Tayaba Nicholson has been making a major difference in mental health since her student days.
For Tayaba Nicholson, building awareness of mental health wasn’t just part of her nursing degree - it was about making a real difference for all the students at the University of Manchester, where she was studying.
Last year she won the Endsleigh NUS Student of the Year Award, presented at the University of Leeds, for setting up the Mental Wealth Matters student union society.She established the society at the end of her second year after the suicide of a fellow student. “The death was shocking; however, it spurred me on, as I knew the student was trying to set up something similar,” she says.
The aims were to promote positive wellbeing and encourage students to talk about mental health. Ms Nicholson organised campaigns and events in and around the university, choosing aspects of life that students could relate to, such as stress and depression.
“There are so many pressures like writing essays, living with people you don’t know and cooking for yourself. It is about making people think about mental health and how you look after it,” she says.
Ms Nicholson stresses that sometimes students just feel down in the dumps and need a boost. She got students to write upbeat messages on luggage tags and attach them around the campus. If someone was feeling down, they could pick one up. “My favourite was ‘You think I ain’t worth the dollar but I feel like a millionaire’,” she says.
The society’s team of around 10 motivated members also ran film nights, gardening projects and discussions.
“The creativity and innovative projects that we could run on a small budget with a big impact gave us a platform to raise awareness,” she says. “Discussions allowed some honesty and interesting stories to emerge, which made me and the other attendees think about mental health.”

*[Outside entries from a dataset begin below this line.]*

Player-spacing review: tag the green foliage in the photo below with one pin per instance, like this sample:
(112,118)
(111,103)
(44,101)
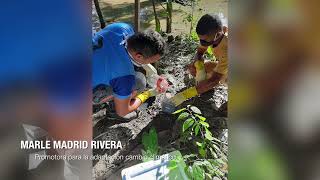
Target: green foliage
(209,160)
(150,145)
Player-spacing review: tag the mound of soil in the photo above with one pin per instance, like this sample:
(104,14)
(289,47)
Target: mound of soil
(172,66)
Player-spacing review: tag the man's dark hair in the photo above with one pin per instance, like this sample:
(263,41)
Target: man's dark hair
(148,43)
(209,23)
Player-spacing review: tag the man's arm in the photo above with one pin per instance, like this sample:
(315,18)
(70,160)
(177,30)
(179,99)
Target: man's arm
(208,84)
(125,106)
(199,56)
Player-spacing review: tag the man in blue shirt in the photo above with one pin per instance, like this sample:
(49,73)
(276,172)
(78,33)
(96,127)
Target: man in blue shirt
(117,49)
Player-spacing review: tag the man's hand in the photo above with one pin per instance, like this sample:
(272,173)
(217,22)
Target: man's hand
(147,94)
(192,69)
(184,95)
(170,105)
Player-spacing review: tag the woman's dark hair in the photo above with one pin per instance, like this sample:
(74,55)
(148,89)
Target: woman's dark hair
(209,23)
(148,43)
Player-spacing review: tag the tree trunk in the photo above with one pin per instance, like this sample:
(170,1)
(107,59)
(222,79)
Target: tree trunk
(102,23)
(158,26)
(169,16)
(137,16)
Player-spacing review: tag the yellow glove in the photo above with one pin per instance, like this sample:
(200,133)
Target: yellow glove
(184,95)
(147,94)
(200,71)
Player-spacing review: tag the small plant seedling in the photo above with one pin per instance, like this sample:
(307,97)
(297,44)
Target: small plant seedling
(150,145)
(208,161)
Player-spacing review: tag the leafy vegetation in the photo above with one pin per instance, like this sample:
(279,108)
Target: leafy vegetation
(150,145)
(208,161)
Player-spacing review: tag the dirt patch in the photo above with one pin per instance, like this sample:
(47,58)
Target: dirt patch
(129,133)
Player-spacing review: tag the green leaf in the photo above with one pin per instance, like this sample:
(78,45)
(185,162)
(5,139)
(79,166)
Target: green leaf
(150,144)
(187,124)
(197,172)
(216,148)
(204,124)
(183,116)
(194,109)
(200,117)
(213,153)
(199,144)
(196,130)
(209,176)
(179,111)
(172,165)
(202,152)
(208,135)
(189,156)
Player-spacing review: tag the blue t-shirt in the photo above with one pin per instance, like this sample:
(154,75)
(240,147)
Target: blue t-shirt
(112,64)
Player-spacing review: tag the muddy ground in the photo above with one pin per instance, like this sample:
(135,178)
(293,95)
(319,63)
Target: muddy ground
(212,105)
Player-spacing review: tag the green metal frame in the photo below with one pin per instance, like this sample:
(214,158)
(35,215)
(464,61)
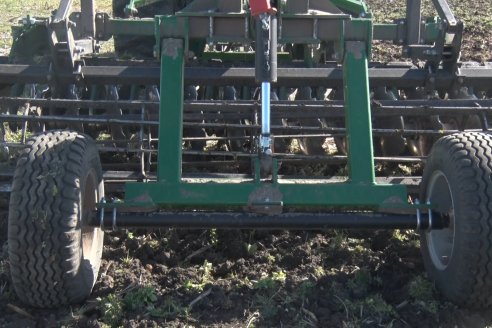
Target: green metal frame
(359,191)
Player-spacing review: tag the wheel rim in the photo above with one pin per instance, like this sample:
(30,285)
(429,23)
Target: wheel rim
(90,235)
(440,243)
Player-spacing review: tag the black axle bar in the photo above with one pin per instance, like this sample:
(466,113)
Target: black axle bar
(292,221)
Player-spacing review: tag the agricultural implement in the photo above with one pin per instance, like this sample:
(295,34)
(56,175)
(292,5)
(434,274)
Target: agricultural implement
(229,114)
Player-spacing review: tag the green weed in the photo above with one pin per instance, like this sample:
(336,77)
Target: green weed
(423,293)
(141,298)
(170,310)
(111,307)
(206,277)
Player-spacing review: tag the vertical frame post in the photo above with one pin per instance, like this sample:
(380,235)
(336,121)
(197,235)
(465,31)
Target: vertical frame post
(358,113)
(413,21)
(171,111)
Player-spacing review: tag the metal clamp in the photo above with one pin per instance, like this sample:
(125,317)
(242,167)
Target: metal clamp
(113,222)
(429,228)
(419,216)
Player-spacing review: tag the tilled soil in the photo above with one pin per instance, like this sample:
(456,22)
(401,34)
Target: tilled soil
(214,278)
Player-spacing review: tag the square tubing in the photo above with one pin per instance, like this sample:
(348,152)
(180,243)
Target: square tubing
(414,8)
(358,113)
(170,112)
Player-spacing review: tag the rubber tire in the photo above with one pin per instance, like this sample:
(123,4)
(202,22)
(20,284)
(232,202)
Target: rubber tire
(465,160)
(54,257)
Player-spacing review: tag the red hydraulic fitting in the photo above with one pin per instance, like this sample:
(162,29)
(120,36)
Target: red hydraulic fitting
(260,7)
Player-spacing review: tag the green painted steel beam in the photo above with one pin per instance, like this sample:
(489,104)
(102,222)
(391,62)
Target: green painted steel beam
(354,6)
(217,195)
(171,111)
(142,27)
(358,111)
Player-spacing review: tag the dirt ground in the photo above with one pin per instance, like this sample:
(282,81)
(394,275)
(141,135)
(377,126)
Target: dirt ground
(214,278)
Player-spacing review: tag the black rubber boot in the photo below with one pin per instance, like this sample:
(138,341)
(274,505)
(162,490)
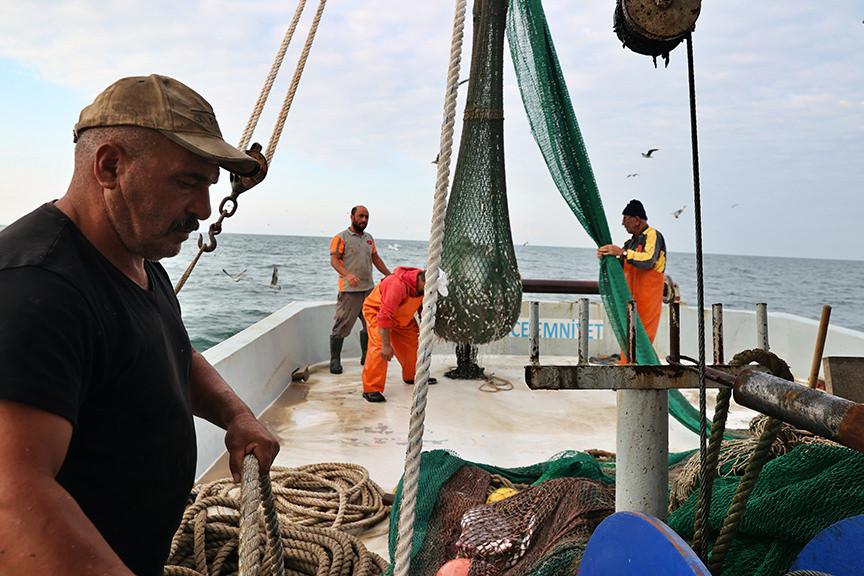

When Ms Nicholson decided to specialise in mental health, she was working on an acute ward at North Manchester General Hospital with patients who had been sectioned. It was difficult for her to understand why they were locked up. However, as the course progressed, she recognised that it was appropriate in some circumstances.
“There are aspects of mental health that are challenging, where you feel you are taking someone’s basic human rights away, but you have to weigh this up with their protection and safety,” she says.
“Prior to the course, I had no insight into it and while studying I realised how our mental health system is hidden from the public.”
Ms Nicholson originally wanted to go into adult or children’s nursing but realised during lectures she was more interested in mental health. “I’m glad I didn’t go into adult nursing because I don’t like blood,” she adds.
Since January, she has been working as a staff nurse on a rehabilitation ward at Greater Manchester West Mental Health Foundation Trust in Prestwich.
“I have become a practitioner with responsibility and making decisions about someone’s health can be daunting,” she says. “The changeover from student to staff nurse is a steep learning curve and should not be underestimated.”
When some patients are ready to go back into the community, it is a big step for them. Probably one of the most rewarding parts of Ms Nicholson’s job is to see them leave and go back to their lives.
Ms Nicholson hopes to do more campaigning. “I built a good relationship with PAPYRUS [which works to prevent suicide in young people] while running Mental Wealth Matters and hope to continue working with them.”